Documentation

Everything you need to integrate Kestrel and start saving.

Contents

Quickstart

Get started in 3 steps. No SDK to install, no code migration.

1. Create your API key

Sign in to the dashboard with GitHub or Google. Go to the API Keys tab, enter your provider API keys (OpenAI, Anthropic, etc.), and generate a Kestrel key.

2. Change your base URL

Replace your provider's base URL with Kestrel's. Your existing code stays the same.

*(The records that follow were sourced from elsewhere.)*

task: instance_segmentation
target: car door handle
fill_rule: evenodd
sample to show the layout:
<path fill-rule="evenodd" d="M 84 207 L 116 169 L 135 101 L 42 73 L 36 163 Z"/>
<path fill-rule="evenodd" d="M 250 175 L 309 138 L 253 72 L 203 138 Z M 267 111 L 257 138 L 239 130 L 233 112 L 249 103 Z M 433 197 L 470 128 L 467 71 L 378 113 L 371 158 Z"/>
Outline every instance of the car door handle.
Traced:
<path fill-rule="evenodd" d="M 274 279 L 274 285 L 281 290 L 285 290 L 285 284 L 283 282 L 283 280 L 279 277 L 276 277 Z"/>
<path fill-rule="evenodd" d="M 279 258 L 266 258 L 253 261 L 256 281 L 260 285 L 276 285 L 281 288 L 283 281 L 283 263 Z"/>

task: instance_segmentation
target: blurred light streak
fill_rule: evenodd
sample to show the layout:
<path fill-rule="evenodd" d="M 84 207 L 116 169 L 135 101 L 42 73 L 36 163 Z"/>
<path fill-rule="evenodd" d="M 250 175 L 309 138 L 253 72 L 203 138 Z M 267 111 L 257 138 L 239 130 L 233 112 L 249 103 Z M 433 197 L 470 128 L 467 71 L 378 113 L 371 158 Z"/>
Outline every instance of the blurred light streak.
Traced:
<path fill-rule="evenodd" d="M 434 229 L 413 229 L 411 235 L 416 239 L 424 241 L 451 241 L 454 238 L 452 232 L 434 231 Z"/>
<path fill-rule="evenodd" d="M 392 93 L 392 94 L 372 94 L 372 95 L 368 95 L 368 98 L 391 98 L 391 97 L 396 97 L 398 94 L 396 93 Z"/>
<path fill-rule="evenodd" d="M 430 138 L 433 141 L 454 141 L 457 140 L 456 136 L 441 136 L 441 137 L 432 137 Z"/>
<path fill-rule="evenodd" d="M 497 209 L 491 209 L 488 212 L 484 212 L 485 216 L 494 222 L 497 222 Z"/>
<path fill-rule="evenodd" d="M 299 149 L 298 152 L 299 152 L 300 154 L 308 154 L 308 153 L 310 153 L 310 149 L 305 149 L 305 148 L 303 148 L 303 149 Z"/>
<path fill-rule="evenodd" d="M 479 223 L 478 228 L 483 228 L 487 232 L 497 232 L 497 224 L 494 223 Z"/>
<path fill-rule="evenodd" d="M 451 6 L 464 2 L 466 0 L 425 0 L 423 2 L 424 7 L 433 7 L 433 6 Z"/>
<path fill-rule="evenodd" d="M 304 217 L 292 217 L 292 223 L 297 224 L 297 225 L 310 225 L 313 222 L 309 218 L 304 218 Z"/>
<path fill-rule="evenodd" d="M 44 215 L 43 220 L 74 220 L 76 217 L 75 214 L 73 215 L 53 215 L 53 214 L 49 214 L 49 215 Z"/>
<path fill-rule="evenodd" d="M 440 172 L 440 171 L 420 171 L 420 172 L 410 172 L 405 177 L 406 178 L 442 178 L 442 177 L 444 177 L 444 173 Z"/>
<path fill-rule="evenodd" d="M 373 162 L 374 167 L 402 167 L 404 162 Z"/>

# Before client = OpenAI(api_key="sk-proj-...") # After client = OpenAI( base_url="https://api.usekestrel.io/v1", api_key="ks-your-key", )

3. Send requests as normal

Every request is analyzed and routed to the cheapest model that can handle it. Simple prompts go to economy models, complex ones stay on premium.

response = client.chat.completions.create( model="gpt-4o", # Kestrel may route to a cheaper model messages=[{"role": "user", "content": "Hello"}], ) # Simple prompt → routed to gpt-4o-mini (90% cheaper) # Complex prompt → stays on gpt-4o (full quality)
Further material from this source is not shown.